Above all, Carr fears that the attacks on Assange will become the focal point of opposition to the US-Australian war measures targeting China, under conditions of widespread social anger intensified by the inflation crisis and the ruling elite’s austerity drive.

To try to head this off, Carr has claimed that Albanese may be discreetly raising the issue of Assange with US President Biden. He told WikiLeaks supporters earlier this month, “don’t criticise PM Albanese for saying he won’t use a megaphone” to defend Assange.

Carr’s credentials in the Assange case are such that no credence should be given to a word he says. As foreign minister from 2012–2013, he contemptuously rejected demands from Assange’s family to intervene, using exactly the same arguments deployed by the Coalition and the current Labor administration. WikiLeaks cables had revealed that Carr functioned as a secret informant of the US government around the time it played a key role in the ouster of the Whitlam Labor administration in 1975.

The International Committee of the Fourth International and the Socialist Equality Party (SEP) have from the outset, in 2010, defended Assange against the attacks of governments and the pseudo-left groups whose aim it was to silence him.

Since 2018, the SEP has held a series of rallies and meetings, demanding that the Australian government immediately exercise its legal and diplomatic powers to secure Assange’s freedom.

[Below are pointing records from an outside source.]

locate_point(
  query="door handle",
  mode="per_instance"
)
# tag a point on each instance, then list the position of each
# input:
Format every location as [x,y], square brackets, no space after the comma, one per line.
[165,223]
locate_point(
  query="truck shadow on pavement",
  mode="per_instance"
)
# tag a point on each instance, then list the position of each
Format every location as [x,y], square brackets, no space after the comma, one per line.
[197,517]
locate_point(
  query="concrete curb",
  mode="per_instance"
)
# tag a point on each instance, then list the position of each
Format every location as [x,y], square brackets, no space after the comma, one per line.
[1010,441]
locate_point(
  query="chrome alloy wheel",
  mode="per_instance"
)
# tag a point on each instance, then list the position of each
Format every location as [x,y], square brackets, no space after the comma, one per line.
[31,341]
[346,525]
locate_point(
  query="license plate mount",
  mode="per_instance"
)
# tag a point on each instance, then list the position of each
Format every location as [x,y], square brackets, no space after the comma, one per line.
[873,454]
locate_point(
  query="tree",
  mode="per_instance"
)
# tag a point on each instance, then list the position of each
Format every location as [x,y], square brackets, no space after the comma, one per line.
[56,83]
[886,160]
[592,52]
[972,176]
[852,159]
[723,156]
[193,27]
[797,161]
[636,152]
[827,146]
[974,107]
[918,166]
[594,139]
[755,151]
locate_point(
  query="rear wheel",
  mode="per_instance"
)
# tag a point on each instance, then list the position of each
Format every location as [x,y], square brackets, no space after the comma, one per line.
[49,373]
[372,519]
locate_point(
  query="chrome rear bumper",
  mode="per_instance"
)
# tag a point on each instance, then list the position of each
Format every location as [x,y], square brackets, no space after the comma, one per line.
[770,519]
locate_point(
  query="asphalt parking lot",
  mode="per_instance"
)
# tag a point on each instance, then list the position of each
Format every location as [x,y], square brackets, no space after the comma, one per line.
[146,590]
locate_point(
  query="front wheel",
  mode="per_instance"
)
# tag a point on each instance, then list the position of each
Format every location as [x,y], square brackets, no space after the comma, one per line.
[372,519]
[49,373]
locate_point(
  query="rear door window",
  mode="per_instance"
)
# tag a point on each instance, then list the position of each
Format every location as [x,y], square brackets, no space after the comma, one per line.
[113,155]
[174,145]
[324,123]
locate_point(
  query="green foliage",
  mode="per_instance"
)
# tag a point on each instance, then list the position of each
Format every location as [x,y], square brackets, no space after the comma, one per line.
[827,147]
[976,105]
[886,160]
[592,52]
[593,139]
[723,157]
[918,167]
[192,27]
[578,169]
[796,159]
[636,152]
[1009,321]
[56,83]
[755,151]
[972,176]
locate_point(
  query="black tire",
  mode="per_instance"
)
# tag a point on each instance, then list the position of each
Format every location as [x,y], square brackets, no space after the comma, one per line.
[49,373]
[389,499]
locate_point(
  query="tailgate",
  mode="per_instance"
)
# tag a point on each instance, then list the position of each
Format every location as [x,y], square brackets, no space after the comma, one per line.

The SEP has explained that an Australian government would only take such action if it were compelled to do so by a mass political movement, which is precisely what Carr is seeking to prevent.

Under conditions in which Labor has signed up fully to the US war preparations against China and is launching an austerity offensive against the working class, this assessment is clearer than ever.

The fight for Assange’s freedom must be rooted in the working class, the only constituency for the defence of democratic rights and the struggle against war. All over the world, including in Australia, workers are entering into major struggles, with strikes and protests erupting on a daily basis. We appeal to all workers and youth to take up the fight to free Assange as a key component of the defence of your own social and democratic rights.